Indexes metadata from Crossref into Elasticsearch. Primarily to be used with Biblio-Glutton.
It is currently a single-purpose application that has the format for Glutton hardcoded.
If you want to modify what data is being indexed you need to modify
the ToSimplifiedPublication
function in the root package.
This application can read both regular JSON as well as newline-delimited JSON (NDJSON). It supports GZIP and uncompressed data (TAR will be added). You can read from single files, directories or stdin. Configuration can be done via commandline flags or env variables.
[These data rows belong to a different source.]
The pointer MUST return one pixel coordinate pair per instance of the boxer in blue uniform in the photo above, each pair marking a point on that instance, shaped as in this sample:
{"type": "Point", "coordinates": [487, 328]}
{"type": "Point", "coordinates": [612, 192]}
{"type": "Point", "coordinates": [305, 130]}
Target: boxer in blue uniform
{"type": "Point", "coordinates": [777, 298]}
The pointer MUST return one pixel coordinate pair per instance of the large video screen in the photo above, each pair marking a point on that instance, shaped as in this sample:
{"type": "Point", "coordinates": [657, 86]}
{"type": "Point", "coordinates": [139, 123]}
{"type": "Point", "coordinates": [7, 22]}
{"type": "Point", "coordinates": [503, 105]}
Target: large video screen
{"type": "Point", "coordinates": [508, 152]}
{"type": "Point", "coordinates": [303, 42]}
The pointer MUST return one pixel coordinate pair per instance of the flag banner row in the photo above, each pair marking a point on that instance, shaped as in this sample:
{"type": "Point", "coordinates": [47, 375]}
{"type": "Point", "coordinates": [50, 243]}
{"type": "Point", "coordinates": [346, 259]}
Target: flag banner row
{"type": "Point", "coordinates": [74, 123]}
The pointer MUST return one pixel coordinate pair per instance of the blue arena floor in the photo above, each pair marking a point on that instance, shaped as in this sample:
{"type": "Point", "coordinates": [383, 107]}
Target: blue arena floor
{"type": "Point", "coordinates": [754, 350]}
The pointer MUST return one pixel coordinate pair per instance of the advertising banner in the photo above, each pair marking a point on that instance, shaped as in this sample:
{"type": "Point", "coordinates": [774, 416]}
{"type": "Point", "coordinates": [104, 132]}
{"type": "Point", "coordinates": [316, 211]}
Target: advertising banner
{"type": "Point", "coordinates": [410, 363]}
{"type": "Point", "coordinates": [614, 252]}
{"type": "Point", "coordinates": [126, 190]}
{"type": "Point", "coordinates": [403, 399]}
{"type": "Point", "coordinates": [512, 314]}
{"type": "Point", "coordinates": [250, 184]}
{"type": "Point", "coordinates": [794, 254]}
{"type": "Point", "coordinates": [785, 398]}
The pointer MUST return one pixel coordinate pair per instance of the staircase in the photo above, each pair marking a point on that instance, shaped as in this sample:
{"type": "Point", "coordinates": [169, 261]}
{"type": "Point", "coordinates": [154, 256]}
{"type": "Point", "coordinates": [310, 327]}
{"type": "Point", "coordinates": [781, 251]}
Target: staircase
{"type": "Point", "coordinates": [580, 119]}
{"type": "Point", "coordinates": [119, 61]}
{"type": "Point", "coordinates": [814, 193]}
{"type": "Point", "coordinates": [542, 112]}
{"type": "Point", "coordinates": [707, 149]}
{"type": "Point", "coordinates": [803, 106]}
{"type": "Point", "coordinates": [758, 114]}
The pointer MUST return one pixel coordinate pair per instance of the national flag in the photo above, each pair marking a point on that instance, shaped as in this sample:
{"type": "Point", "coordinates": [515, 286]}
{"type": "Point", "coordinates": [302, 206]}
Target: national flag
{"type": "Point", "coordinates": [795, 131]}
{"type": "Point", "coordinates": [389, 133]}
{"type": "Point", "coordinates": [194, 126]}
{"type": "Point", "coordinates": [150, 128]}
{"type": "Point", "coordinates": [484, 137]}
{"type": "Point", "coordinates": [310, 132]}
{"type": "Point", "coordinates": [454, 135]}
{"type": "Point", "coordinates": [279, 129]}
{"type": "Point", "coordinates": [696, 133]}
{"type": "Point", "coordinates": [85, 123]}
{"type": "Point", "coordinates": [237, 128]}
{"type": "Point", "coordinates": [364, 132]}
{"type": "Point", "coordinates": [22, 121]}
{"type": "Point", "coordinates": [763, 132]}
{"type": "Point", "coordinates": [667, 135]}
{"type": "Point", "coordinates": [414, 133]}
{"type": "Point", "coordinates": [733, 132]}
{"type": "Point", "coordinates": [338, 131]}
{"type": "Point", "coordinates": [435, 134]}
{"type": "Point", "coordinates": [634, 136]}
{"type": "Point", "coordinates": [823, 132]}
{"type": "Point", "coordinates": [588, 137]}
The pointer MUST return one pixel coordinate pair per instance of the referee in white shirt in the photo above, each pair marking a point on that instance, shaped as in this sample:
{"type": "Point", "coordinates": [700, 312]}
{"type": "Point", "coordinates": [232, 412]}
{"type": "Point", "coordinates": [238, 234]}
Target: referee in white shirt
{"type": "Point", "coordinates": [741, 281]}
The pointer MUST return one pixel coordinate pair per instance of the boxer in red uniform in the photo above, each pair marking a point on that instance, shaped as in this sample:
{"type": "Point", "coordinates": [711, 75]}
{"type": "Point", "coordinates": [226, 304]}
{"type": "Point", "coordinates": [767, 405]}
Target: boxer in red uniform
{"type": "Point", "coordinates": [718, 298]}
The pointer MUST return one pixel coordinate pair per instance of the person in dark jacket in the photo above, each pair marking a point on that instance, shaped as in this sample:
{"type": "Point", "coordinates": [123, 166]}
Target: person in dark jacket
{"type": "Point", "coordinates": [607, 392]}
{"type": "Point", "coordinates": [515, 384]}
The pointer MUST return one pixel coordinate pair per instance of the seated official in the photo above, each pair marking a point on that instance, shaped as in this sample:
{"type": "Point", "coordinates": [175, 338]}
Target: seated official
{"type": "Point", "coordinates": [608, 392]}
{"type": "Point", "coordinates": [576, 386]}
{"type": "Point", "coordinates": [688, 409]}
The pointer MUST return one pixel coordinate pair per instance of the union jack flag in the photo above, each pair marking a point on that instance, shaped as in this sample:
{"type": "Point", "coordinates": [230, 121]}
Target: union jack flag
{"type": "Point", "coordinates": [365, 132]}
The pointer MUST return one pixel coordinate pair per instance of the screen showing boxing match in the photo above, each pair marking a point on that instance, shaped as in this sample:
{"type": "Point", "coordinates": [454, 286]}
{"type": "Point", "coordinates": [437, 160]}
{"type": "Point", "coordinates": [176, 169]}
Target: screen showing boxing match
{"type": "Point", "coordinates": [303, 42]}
Make sure you have Go installed and made sure that the correct folders are added to $PATH. Then run:
go install github.com/karatekaneen/crossrefindexer/cmd/crossrefindexer`
To see full configuration options run crossrefindexer --help
.
The output below is how it looks at the time of writing.
Usage: crossrefindexer
Small CLI application to uncompress and index Crossref metadata. It can read
from file, directories and stdin. It supports both compressed (gzip only at the
time of writing) and raw JSON/NDJSON.
Flags:
-h, --help Show context-sensitive help.
--remove-index Remove existing index before starting. WARNING
- you will not get any confirmation prompt
-f, --file=STRING Absolute or relative path to a single file
to index. If you set to '-' it will read from
stdin
--dir=STRING Absolute or relative path to a directory
containing files to index
--es.index="crossref" The index to write to ($ES_INDEX)
--es.flushbytes=5000000 How many bytes to buffer before flushing.
Defaults to 5M ($ES_FLUSH_BYTES)
--es.flushinterval=10s How many seconds to wait before flushing
($ES_FLUSH_INTERVAL)
--es.workers=4 Number of goroutines to run ($ES_WORKERS)
-p, --es.password=STRING Password to elasticsearch ($ES_PASSWORD)
-u, --es.username=STRING Username to elasticsearch ($ES_USER)
--es.hosts=http://127.0.0.1:9200,...
Elasticsearch hosts ($ES_HOSTS)
--es.ca=ES.CA,... CA cert to trust ($ES_CA_CERT)
--es.noretry Fail on first failure ($ES_NO_RETRY)
--es.max-retries=5 Max number of retries after failure
($ES_MAX_RETRIES)
--es.compress If the request body should be compressed
($ES_COMPRESS)
--format="unknown" The format of the uncompressed files. Will try
to detect if not provided but is required if
using stdin. Can be json, ndjson or unknown
-c, --compression="unknown" How the data file is compressed. For files it
will use the file extension if not provided.
For dirs it will be ignored. Can be unknown,
none or gzip
--loglevel="info" Log verbosity. Can be debug, info, warn, error
When reading from stdin you must specify both format and compression.
# the part with "-f -" means that it is reading from stdin
cat testdata/2022/0.json.gz | crossrefindexer -f - --format json -c gzip
# Compression is detected from the file extension
crossrefindexer -f testdata/2022/0.json.gz --format json
# Compression is detected from the file extension.
# It supports multiple formats in the same directory.
crossrefindexer --dir testdata/2022 --format json
- Support TAR files